The Hypostyle Hall of Karnak Temple is second only to the pyramids at Giza as the
most popular tourist attraction in Egypt. It is visited by millions of tourists every
year, yet this impressive monument has never been adequately studied or published.
The Karnak Hypostyle Hall Project has been recording Egyptian inscriptions at the
Temple of Karnak since 1992. “We will publish a series of books with descriptions,
translations, and analyses of these texts and wall carvings along with photographs
and technical drawings of all these inscriptions,” said Brand, director of the project.
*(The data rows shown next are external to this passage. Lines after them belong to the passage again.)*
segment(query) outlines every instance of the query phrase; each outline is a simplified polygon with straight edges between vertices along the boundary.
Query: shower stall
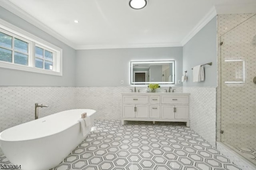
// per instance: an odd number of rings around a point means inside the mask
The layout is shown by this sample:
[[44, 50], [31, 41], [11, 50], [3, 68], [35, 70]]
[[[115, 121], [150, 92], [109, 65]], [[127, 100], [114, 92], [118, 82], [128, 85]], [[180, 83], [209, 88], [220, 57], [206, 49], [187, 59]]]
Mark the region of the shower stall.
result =
[[219, 141], [256, 167], [256, 14], [220, 17]]

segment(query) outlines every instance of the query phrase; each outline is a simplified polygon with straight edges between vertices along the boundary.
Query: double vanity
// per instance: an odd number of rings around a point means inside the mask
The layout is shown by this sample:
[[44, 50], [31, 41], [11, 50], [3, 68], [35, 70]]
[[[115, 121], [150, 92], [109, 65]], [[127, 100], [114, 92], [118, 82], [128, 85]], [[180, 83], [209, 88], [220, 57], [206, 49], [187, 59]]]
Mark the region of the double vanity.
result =
[[189, 93], [122, 93], [122, 125], [125, 121], [185, 122], [190, 127]]

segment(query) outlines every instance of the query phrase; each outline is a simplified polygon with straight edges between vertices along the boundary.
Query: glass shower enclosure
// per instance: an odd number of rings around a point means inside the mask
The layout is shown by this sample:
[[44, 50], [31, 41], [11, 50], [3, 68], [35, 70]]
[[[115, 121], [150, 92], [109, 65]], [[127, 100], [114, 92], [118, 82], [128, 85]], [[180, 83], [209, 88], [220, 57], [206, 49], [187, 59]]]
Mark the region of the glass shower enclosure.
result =
[[256, 165], [256, 14], [220, 42], [220, 140]]

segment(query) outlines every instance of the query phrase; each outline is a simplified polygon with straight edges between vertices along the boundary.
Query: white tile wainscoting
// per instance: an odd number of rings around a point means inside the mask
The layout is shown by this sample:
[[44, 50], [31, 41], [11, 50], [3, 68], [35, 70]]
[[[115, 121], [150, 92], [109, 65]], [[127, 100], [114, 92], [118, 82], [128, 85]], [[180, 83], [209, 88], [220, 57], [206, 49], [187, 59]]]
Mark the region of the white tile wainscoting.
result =
[[190, 93], [190, 128], [214, 147], [216, 142], [216, 87], [183, 87]]
[[[0, 131], [34, 119], [34, 104], [39, 117], [74, 109], [97, 111], [97, 119], [121, 120], [121, 93], [133, 87], [0, 87]], [[190, 93], [191, 128], [214, 146], [216, 139], [216, 88], [175, 87], [178, 92]], [[145, 87], [137, 87], [141, 91]], [[162, 87], [164, 91], [168, 87]], [[137, 93], [137, 92], [136, 92]], [[1, 154], [0, 151], [0, 155]]]

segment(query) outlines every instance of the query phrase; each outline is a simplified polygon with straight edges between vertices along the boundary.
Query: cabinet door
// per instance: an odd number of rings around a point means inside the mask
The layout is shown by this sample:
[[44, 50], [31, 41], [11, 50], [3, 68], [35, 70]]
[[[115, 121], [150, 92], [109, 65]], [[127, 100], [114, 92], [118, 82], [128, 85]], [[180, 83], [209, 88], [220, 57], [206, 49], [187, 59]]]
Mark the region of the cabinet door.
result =
[[160, 118], [160, 105], [150, 105], [149, 109], [150, 118]]
[[136, 117], [148, 118], [148, 106], [145, 105], [136, 105]]
[[162, 105], [161, 108], [161, 119], [174, 119], [174, 106], [172, 105]]
[[160, 96], [150, 96], [149, 101], [150, 104], [160, 104]]
[[175, 119], [188, 119], [188, 106], [176, 105]]
[[123, 105], [123, 117], [135, 117], [134, 105]]

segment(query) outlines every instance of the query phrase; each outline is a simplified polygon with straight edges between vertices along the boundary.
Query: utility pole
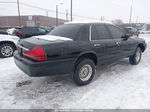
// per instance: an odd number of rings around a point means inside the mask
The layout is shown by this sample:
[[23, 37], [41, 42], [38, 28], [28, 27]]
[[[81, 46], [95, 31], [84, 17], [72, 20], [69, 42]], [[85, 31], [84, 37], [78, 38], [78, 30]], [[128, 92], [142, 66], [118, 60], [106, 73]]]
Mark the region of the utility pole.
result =
[[71, 0], [71, 18], [70, 20], [72, 21], [72, 0]]
[[139, 21], [139, 17], [137, 16], [137, 17], [136, 17], [136, 23], [138, 23], [138, 21]]
[[66, 21], [68, 22], [68, 10], [66, 10]]
[[21, 16], [20, 16], [20, 4], [19, 4], [19, 0], [17, 0], [17, 6], [18, 6], [18, 17], [19, 17], [19, 26], [21, 27]]
[[58, 7], [60, 5], [63, 5], [63, 3], [60, 3], [60, 4], [56, 5], [56, 26], [58, 26]]
[[133, 4], [133, 0], [131, 0], [131, 7], [130, 7], [130, 19], [129, 19], [130, 24], [132, 22], [132, 4]]
[[58, 5], [56, 5], [56, 26], [58, 26]]
[[48, 12], [48, 10], [46, 9], [46, 16], [47, 16], [47, 17], [48, 17], [48, 13], [49, 13], [49, 12]]

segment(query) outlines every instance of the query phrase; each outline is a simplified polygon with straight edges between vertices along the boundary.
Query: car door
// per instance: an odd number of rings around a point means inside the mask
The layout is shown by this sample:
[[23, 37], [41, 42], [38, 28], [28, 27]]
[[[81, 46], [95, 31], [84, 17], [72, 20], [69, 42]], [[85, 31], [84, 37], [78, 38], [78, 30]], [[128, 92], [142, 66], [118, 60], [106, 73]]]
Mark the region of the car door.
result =
[[123, 58], [129, 56], [133, 52], [134, 41], [132, 38], [124, 40], [122, 37], [125, 35], [125, 32], [114, 25], [107, 25], [107, 28], [112, 35], [112, 38], [115, 41], [116, 48], [114, 49], [116, 58]]
[[110, 37], [108, 29], [104, 24], [94, 24], [91, 26], [91, 44], [97, 53], [98, 63], [103, 64], [111, 61], [114, 55], [114, 40]]

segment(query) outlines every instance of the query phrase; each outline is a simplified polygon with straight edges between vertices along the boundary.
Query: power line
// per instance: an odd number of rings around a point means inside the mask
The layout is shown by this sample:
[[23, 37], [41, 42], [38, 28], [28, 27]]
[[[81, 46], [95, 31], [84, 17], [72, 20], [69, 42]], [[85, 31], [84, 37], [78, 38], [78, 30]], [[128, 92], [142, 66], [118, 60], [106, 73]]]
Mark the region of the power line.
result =
[[[0, 1], [0, 3], [16, 3], [16, 2], [5, 2], [5, 1]], [[39, 10], [43, 10], [43, 11], [46, 11], [46, 12], [52, 12], [52, 13], [56, 13], [56, 11], [54, 10], [49, 10], [49, 9], [46, 9], [46, 8], [41, 8], [41, 7], [38, 7], [38, 6], [34, 6], [34, 5], [30, 5], [30, 4], [26, 4], [26, 3], [23, 3], [23, 2], [20, 2], [20, 5], [24, 5], [24, 6], [27, 6], [27, 7], [31, 7], [31, 8], [35, 8], [35, 9], [39, 9]], [[63, 15], [66, 15], [66, 13], [64, 12], [58, 12], [59, 14], [63, 14]], [[69, 13], [68, 13], [69, 14]], [[70, 13], [71, 14], [71, 13]], [[70, 15], [69, 14], [69, 15]], [[80, 16], [80, 15], [72, 15], [73, 17], [79, 17], [79, 18], [86, 18], [86, 19], [94, 19], [94, 20], [99, 20], [97, 18], [92, 18], [92, 17], [85, 17], [85, 16]]]

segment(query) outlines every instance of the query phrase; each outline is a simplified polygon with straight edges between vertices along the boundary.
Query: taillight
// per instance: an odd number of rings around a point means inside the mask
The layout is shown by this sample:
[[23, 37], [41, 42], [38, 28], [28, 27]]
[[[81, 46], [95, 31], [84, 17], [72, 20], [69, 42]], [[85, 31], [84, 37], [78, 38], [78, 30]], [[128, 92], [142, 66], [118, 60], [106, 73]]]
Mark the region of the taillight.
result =
[[23, 34], [22, 31], [16, 31], [16, 33], [17, 33], [17, 34], [20, 34], [20, 35]]
[[45, 61], [47, 59], [45, 51], [41, 46], [35, 46], [31, 50], [23, 50], [23, 56], [35, 61]]
[[132, 32], [132, 30], [129, 30], [128, 32], [130, 32], [130, 33], [131, 33], [131, 32]]

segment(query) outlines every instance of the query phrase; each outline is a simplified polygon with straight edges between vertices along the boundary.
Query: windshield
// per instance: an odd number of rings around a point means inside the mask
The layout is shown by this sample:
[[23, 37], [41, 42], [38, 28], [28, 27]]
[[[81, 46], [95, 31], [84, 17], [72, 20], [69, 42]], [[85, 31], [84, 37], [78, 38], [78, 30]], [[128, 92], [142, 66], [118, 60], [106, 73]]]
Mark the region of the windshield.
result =
[[54, 36], [67, 37], [74, 40], [78, 35], [80, 27], [81, 26], [77, 24], [65, 24], [56, 27], [49, 34]]

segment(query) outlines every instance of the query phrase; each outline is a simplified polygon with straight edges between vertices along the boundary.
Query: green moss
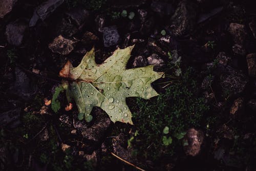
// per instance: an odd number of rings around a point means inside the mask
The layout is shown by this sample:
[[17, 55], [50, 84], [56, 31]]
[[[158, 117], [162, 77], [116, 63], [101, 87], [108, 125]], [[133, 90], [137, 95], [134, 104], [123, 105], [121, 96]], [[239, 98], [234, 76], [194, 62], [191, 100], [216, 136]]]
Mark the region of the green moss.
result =
[[[181, 136], [177, 135], [184, 136], [188, 127], [200, 125], [209, 108], [203, 98], [197, 96], [198, 86], [191, 73], [191, 69], [188, 70], [179, 81], [172, 83], [155, 98], [137, 99], [139, 112], [134, 112], [133, 117], [140, 135], [133, 143], [139, 154], [154, 160], [162, 155], [173, 155], [182, 145], [181, 138], [177, 138]], [[165, 126], [169, 128], [167, 134], [163, 133]], [[165, 145], [164, 136], [173, 139], [172, 144]]]

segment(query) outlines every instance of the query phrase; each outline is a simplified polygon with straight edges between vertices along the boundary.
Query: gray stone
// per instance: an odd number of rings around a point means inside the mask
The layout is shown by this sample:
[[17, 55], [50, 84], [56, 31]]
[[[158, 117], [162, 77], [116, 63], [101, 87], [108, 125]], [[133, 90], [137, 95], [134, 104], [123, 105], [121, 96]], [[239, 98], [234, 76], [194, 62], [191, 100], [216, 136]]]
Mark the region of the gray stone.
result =
[[5, 35], [8, 42], [15, 46], [20, 46], [27, 28], [26, 24], [18, 20], [9, 24], [6, 26], [5, 31]]
[[195, 156], [201, 151], [201, 145], [204, 140], [204, 134], [201, 131], [190, 129], [187, 131], [184, 140], [188, 144], [184, 147], [185, 153], [187, 155]]
[[92, 126], [82, 132], [82, 135], [84, 138], [96, 142], [102, 139], [106, 130], [111, 124], [111, 121], [109, 117], [102, 115], [102, 112], [98, 112], [101, 113], [100, 114], [101, 117], [96, 118], [95, 123]]
[[172, 14], [174, 9], [171, 4], [161, 2], [158, 1], [153, 1], [151, 4], [151, 9], [155, 12], [160, 13], [162, 15]]
[[90, 16], [90, 12], [85, 9], [76, 8], [72, 9], [66, 12], [67, 15], [73, 20], [78, 26], [80, 26], [88, 21]]
[[256, 53], [250, 53], [246, 56], [249, 76], [256, 77]]
[[74, 43], [75, 42], [72, 40], [59, 35], [49, 44], [49, 48], [53, 52], [56, 52], [61, 55], [67, 55], [73, 50]]
[[4, 18], [5, 15], [9, 13], [12, 9], [17, 0], [1, 0], [0, 1], [0, 18]]
[[146, 58], [147, 63], [154, 66], [154, 68], [158, 70], [164, 66], [164, 61], [158, 55], [153, 53]]
[[256, 22], [255, 20], [253, 20], [250, 23], [249, 23], [249, 27], [251, 29], [252, 35], [256, 38]]
[[142, 67], [146, 66], [146, 60], [144, 56], [138, 56], [135, 57], [133, 62], [133, 66], [136, 67]]
[[167, 28], [170, 34], [182, 36], [189, 33], [196, 24], [195, 5], [190, 1], [182, 1], [171, 18], [172, 25]]
[[27, 99], [35, 94], [37, 87], [28, 77], [27, 74], [16, 67], [15, 69], [15, 81], [14, 86], [11, 88], [12, 93], [24, 99]]
[[141, 22], [145, 22], [147, 16], [147, 12], [143, 9], [138, 9], [138, 13], [139, 13], [139, 18]]
[[48, 0], [41, 4], [35, 9], [29, 22], [29, 26], [34, 26], [39, 18], [45, 20], [63, 2], [64, 0]]
[[116, 26], [110, 26], [102, 28], [104, 46], [109, 47], [116, 45], [119, 41], [120, 36]]
[[106, 18], [104, 15], [98, 15], [95, 19], [97, 30], [100, 32], [102, 32], [102, 28], [105, 25]]
[[61, 123], [65, 124], [68, 127], [71, 127], [72, 126], [72, 122], [69, 116], [67, 115], [61, 115], [59, 117], [59, 120]]
[[230, 95], [241, 93], [248, 80], [243, 73], [227, 66], [220, 76], [220, 84], [224, 92]]
[[20, 123], [19, 116], [20, 108], [9, 110], [0, 114], [0, 127], [9, 126], [9, 127], [16, 127]]
[[238, 23], [230, 23], [228, 31], [236, 44], [243, 45], [247, 36], [245, 26]]

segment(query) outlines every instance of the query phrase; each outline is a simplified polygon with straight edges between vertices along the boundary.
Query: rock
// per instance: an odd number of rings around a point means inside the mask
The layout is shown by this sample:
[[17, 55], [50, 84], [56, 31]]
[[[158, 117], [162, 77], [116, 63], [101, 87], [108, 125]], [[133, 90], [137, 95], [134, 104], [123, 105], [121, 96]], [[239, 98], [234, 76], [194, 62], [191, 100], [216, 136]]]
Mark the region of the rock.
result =
[[17, 0], [1, 0], [0, 1], [0, 18], [11, 12]]
[[41, 141], [47, 141], [49, 139], [48, 130], [47, 130], [47, 129], [44, 130], [44, 131], [39, 134], [39, 137]]
[[77, 130], [73, 130], [72, 131], [71, 131], [71, 134], [76, 135], [77, 132]]
[[63, 17], [56, 24], [55, 28], [56, 35], [71, 37], [78, 31], [77, 27], [73, 25], [69, 18]]
[[216, 59], [218, 59], [219, 63], [226, 67], [230, 60], [231, 58], [226, 55], [225, 52], [220, 52], [218, 54]]
[[78, 26], [84, 24], [86, 21], [88, 21], [90, 16], [89, 11], [81, 8], [73, 8], [66, 13]]
[[140, 33], [144, 36], [150, 34], [152, 31], [155, 25], [155, 20], [153, 17], [146, 20], [142, 25], [140, 29]]
[[73, 125], [74, 128], [77, 129], [79, 132], [87, 129], [87, 124], [86, 121], [84, 120], [79, 120], [77, 114], [73, 115]]
[[19, 68], [15, 69], [15, 81], [14, 86], [11, 88], [12, 93], [27, 99], [35, 94], [37, 90], [36, 85]]
[[105, 115], [101, 115], [102, 117], [97, 118], [92, 126], [82, 132], [82, 135], [84, 138], [96, 142], [99, 141], [102, 138], [105, 131], [111, 124], [111, 121], [109, 117]]
[[214, 76], [207, 76], [205, 77], [202, 82], [202, 84], [201, 86], [202, 89], [204, 90], [210, 90], [210, 86], [214, 81]]
[[18, 20], [7, 25], [5, 35], [8, 42], [15, 46], [20, 46], [27, 28], [26, 24]]
[[132, 152], [134, 149], [132, 148], [127, 149], [127, 148], [124, 147], [127, 140], [124, 138], [124, 135], [123, 133], [121, 133], [118, 136], [113, 138], [113, 153], [122, 159], [133, 164], [135, 164], [137, 162], [136, 158], [132, 156]]
[[256, 38], [256, 22], [254, 20], [252, 20], [249, 23], [249, 27], [252, 33], [252, 35]]
[[244, 44], [247, 34], [245, 26], [238, 23], [230, 23], [228, 31], [235, 43], [241, 45]]
[[147, 12], [143, 9], [138, 9], [138, 13], [139, 14], [139, 18], [140, 18], [140, 20], [142, 22], [145, 22], [146, 18], [147, 16]]
[[224, 138], [232, 140], [234, 138], [234, 133], [226, 124], [222, 125], [217, 131], [217, 133], [220, 134]]
[[246, 56], [248, 72], [249, 76], [256, 77], [256, 53], [250, 53]]
[[256, 112], [256, 99], [251, 99], [248, 103], [247, 105], [254, 111]]
[[86, 45], [94, 44], [99, 40], [99, 38], [92, 32], [86, 32], [82, 37], [82, 42]]
[[170, 4], [158, 1], [153, 1], [151, 3], [151, 9], [161, 15], [169, 15], [173, 13], [174, 9]]
[[237, 44], [233, 45], [232, 50], [234, 53], [243, 56], [245, 55], [246, 53], [244, 48], [242, 46]]
[[148, 57], [146, 60], [147, 63], [153, 65], [154, 68], [156, 70], [159, 69], [165, 65], [163, 60], [155, 53]]
[[166, 52], [163, 51], [163, 49], [157, 45], [157, 41], [153, 39], [148, 39], [147, 47], [154, 52], [157, 53], [162, 56], [167, 55]]
[[203, 133], [201, 131], [190, 129], [187, 131], [184, 140], [188, 143], [184, 147], [186, 155], [196, 156], [201, 150], [201, 145], [204, 140]]
[[69, 116], [67, 115], [63, 115], [59, 117], [59, 121], [63, 123], [66, 124], [68, 127], [71, 127], [72, 126], [72, 122]]
[[35, 26], [39, 18], [44, 21], [63, 2], [64, 0], [48, 0], [43, 2], [36, 8], [29, 22], [29, 26]]
[[16, 127], [20, 123], [19, 120], [20, 111], [20, 108], [17, 108], [1, 113], [0, 114], [0, 127], [6, 126], [11, 128]]
[[119, 41], [120, 36], [116, 26], [104, 27], [102, 28], [102, 32], [105, 47], [117, 45]]
[[227, 66], [220, 76], [220, 84], [224, 92], [229, 95], [237, 95], [244, 90], [248, 78], [241, 72]]
[[234, 100], [233, 104], [231, 106], [230, 113], [230, 114], [238, 114], [241, 112], [243, 106], [244, 99], [242, 97], [239, 97]]
[[56, 52], [61, 55], [67, 55], [74, 49], [74, 41], [59, 35], [54, 38], [53, 42], [49, 44], [49, 48], [53, 52]]
[[95, 22], [97, 30], [100, 32], [102, 32], [102, 28], [105, 25], [105, 17], [102, 15], [98, 15], [95, 18]]
[[71, 146], [68, 144], [61, 143], [61, 149], [63, 152], [66, 152], [66, 150], [70, 148]]
[[135, 57], [133, 62], [133, 67], [134, 68], [142, 67], [146, 66], [146, 60], [143, 56], [138, 56]]
[[196, 22], [195, 8], [190, 1], [181, 1], [171, 18], [172, 25], [167, 27], [167, 31], [175, 36], [189, 33], [194, 29]]

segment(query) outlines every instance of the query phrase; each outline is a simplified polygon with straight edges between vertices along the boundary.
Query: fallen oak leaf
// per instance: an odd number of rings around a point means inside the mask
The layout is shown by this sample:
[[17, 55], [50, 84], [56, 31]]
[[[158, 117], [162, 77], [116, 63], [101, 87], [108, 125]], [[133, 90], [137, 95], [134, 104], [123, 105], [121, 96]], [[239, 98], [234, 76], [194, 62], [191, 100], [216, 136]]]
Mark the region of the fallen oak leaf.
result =
[[[126, 69], [134, 46], [118, 48], [102, 64], [95, 60], [94, 48], [88, 52], [80, 63], [74, 68], [68, 61], [59, 72], [67, 78], [62, 83], [68, 100], [74, 99], [79, 118], [90, 122], [94, 106], [103, 109], [112, 121], [133, 124], [132, 113], [125, 102], [129, 97], [148, 99], [158, 94], [151, 83], [161, 78], [162, 72], [153, 71], [153, 66]], [[71, 81], [70, 81], [71, 80]]]

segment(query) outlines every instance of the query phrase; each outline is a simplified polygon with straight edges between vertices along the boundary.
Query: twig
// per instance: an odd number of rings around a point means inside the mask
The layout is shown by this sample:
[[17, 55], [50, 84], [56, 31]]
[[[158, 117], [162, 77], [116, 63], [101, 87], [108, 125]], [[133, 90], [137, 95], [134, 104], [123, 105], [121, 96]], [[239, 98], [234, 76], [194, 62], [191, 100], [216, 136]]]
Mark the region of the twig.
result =
[[37, 74], [36, 74], [35, 73], [33, 73], [33, 72], [32, 72], [31, 71], [27, 70], [24, 67], [21, 66], [20, 65], [19, 65], [18, 64], [17, 64], [17, 66], [18, 67], [20, 68], [24, 71], [26, 71], [26, 72], [28, 72], [28, 73], [29, 73], [30, 74], [33, 74], [34, 75], [35, 75], [35, 76], [36, 76], [37, 77], [41, 77], [41, 78], [44, 78], [45, 79], [47, 79], [48, 80], [54, 81], [54, 82], [58, 82], [58, 83], [61, 83], [61, 81], [59, 81], [59, 80], [56, 80], [56, 79], [53, 79], [53, 78], [48, 78], [48, 77], [47, 77], [46, 76], [42, 76], [42, 75], [41, 75]]
[[46, 124], [41, 129], [41, 130], [39, 132], [38, 132], [37, 134], [36, 134], [34, 137], [33, 137], [32, 138], [31, 138], [30, 140], [29, 140], [29, 141], [28, 142], [28, 143], [29, 143], [30, 142], [31, 142], [31, 141], [32, 140], [33, 140], [35, 137], [37, 137], [38, 136], [38, 135], [40, 134], [40, 133], [41, 133], [44, 130], [45, 130], [45, 129], [46, 129], [46, 126], [47, 126], [47, 125], [48, 125], [49, 122], [49, 121], [47, 121], [47, 122], [46, 122]]
[[134, 167], [135, 167], [136, 168], [137, 168], [137, 169], [138, 169], [138, 170], [141, 170], [141, 171], [145, 171], [145, 170], [143, 170], [143, 169], [142, 169], [142, 168], [140, 168], [140, 167], [138, 167], [138, 166], [136, 166], [136, 165], [135, 165], [134, 164], [132, 164], [132, 163], [131, 163], [130, 162], [128, 162], [128, 161], [126, 161], [126, 160], [124, 160], [124, 159], [122, 159], [121, 157], [119, 157], [119, 156], [118, 156], [116, 155], [115, 154], [114, 154], [114, 153], [113, 153], [112, 152], [111, 152], [111, 154], [112, 154], [113, 156], [115, 156], [115, 157], [116, 157], [117, 158], [118, 158], [118, 159], [119, 159], [120, 160], [123, 161], [124, 163], [127, 163], [127, 164], [129, 164], [129, 165], [131, 165], [131, 166], [134, 166]]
“We will also expand our project website, http://history.memphis.edu/hypostyle, to include the same data presented in these books, in addition to hundreds of high
resolution digital color photographs of the carvings and inscriptions. Users will
be able to take a virtual tour of the Hypostyle Hall and find any of its hundreds
of inscriptions for themselves.”
Elaborate scenes and hieroglyphic inscriptions decorate the walls, columns, and roof
of the temple. Religious themes prevail. To document the hieroglyphic texts and wall
scenes from the ancient temple, Brand and his students often work on scaffolding 80
feet in the air.
“The grant Dr. Brand received will enable him to present his findings in a format
that will make the scenes and texts from this important site accessible to the world
for the first time,” said Dr. Lorelei H. Corcoran, director of the U of M’s Institute
of Egyptian Art & Archaeology.
Brand, who joined the U of M in 2001, received his M.A. degree from then-Memphis State
University in 1992 and his Ph.D. from the University of Toronto in 1998.